Ce texte figure dans le volume du Mémorial «Annexes: objets nouveaux» de la session II des 19 et 20 février 2015.

Débat

Mme Christina Meissner (UDC). «La première fois, je l'attendais avec impatience. J'étais un peu excitée. (Exclamations. Brouhaha.) J'avais un peu le trac. (Exclamations.) Je ne savais pas si je faisais juste. J'ai écouté mon coeur, quelques coups de langue... (Exclamations.) ...et je l'ai fourrée. J'ai voté. Toi aussi, glisse-la... ton enveloppe de vote !» Je salue l'imagination des auteurs de ce clip osé, MM. Matthias Köhler et Jérémy Seydoux, ainsi que la chancellerie pour avoir, avec CinéCivic, introduit le sujet. Mais permettez-moi de dire que je reste sur ma faim. L'acte de voter n'est pas un flirt virtuel sans lendemain, pas davantage qu'un manga rappelant que chaque voix compte.
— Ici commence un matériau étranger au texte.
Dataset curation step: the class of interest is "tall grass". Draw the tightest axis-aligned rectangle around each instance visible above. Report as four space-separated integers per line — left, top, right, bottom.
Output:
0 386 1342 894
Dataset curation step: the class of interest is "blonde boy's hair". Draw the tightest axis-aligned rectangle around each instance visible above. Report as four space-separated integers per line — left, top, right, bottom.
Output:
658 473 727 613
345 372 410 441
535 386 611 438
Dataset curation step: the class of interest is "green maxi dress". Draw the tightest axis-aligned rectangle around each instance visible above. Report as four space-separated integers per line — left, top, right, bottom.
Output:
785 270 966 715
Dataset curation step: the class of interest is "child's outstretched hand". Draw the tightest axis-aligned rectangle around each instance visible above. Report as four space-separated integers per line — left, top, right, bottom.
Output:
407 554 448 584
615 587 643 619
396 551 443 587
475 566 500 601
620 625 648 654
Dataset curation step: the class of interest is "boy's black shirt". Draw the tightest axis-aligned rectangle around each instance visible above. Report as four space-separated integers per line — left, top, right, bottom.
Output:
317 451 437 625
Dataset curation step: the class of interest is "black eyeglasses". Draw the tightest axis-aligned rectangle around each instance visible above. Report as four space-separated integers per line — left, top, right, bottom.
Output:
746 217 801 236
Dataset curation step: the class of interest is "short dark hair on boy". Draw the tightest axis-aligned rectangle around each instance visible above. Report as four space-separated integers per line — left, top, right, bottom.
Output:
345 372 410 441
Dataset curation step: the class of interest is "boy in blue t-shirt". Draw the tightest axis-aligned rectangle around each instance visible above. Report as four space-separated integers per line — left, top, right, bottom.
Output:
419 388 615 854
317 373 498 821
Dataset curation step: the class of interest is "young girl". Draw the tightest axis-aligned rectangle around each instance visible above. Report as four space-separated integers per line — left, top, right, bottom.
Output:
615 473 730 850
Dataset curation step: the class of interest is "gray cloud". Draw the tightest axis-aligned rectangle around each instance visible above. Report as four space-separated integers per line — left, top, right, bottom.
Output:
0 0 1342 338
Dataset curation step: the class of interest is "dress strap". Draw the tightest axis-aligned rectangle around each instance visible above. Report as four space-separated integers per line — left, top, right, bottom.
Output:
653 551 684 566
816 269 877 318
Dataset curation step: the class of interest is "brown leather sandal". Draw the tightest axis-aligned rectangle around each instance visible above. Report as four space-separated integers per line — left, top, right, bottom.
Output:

Au-delà de donner l'envie, encore faut-il savoir pour quoi voter. Et là, CinéCivic n'aide pas celui qui a fait le premier pas. Easyvote, élaboré par le Parlement des jeunes, par des jeunes, pour des jeunes, apporte cette aide par le biais d'un site Internet et d'une brochure. Avec une explication simple et axée sur les sujets des votations, easyvote permet de comprendre pourquoi il est important de passer à l'acte et de voter, non pas une fois mais toutes les fois où le jeune est appelé à remplir son devoir civique. Easyvote est soutenu au niveau fédéral pour donner des informations sur les sujets fédéraux. Pour les sujets cantonaux, c'est aux cantons d'apporter leur soutien. C'est ce que demandait la motion 2203. La réponse du Conseil d'Etat est surprenante: il reconnaît la qualité du travail de l'équipe easyvote, les encourage vivement, mais n'entre pas en matière pour des raisons juridiques ! En effet, contrairement au droit fédéral, le droit cantonal ne permet pas de fournir les textes explicatifs suffisamment à l'avance. On parle là de deux semaines. Le Conseil d'Etat le dit lui-même, une adaptation de la loi sur l'exercice des droits politiques est nécessaire. Mais il ne dit pas qu'il va la mettre en oeuvre ! Pourquoi ? Pour la diffusion de la brochure easyvote, le Conseil d'Etat recommande aux jeunes de s'adresser aux communes. Alors qu'il salue la qualité de ladite brochure, on attendrait pour le moins que le Conseil d'Etat intervienne auprès d'elles par le biais d'un soutien plus ferme à la démarche. Dès lors, la réponse du Conseil d'Etat n'apporte pas à l'auteur de la motion la satisfaction attendue. Après trois ans de préliminaires CinéCivic, il est temps de s'engager dans la durée et de concrétiser le propos au niveau cantonal sans renvoyer la balle à d'autres. Easyvote doit obtenir davantage que le soutien délivré du bout des lèvres par la chancellerie. Ainsi, afin de lui donner la possibilité de revoir son engagement sur la question, je vous propose de renvoyer son rapport au Conseil d'Etat !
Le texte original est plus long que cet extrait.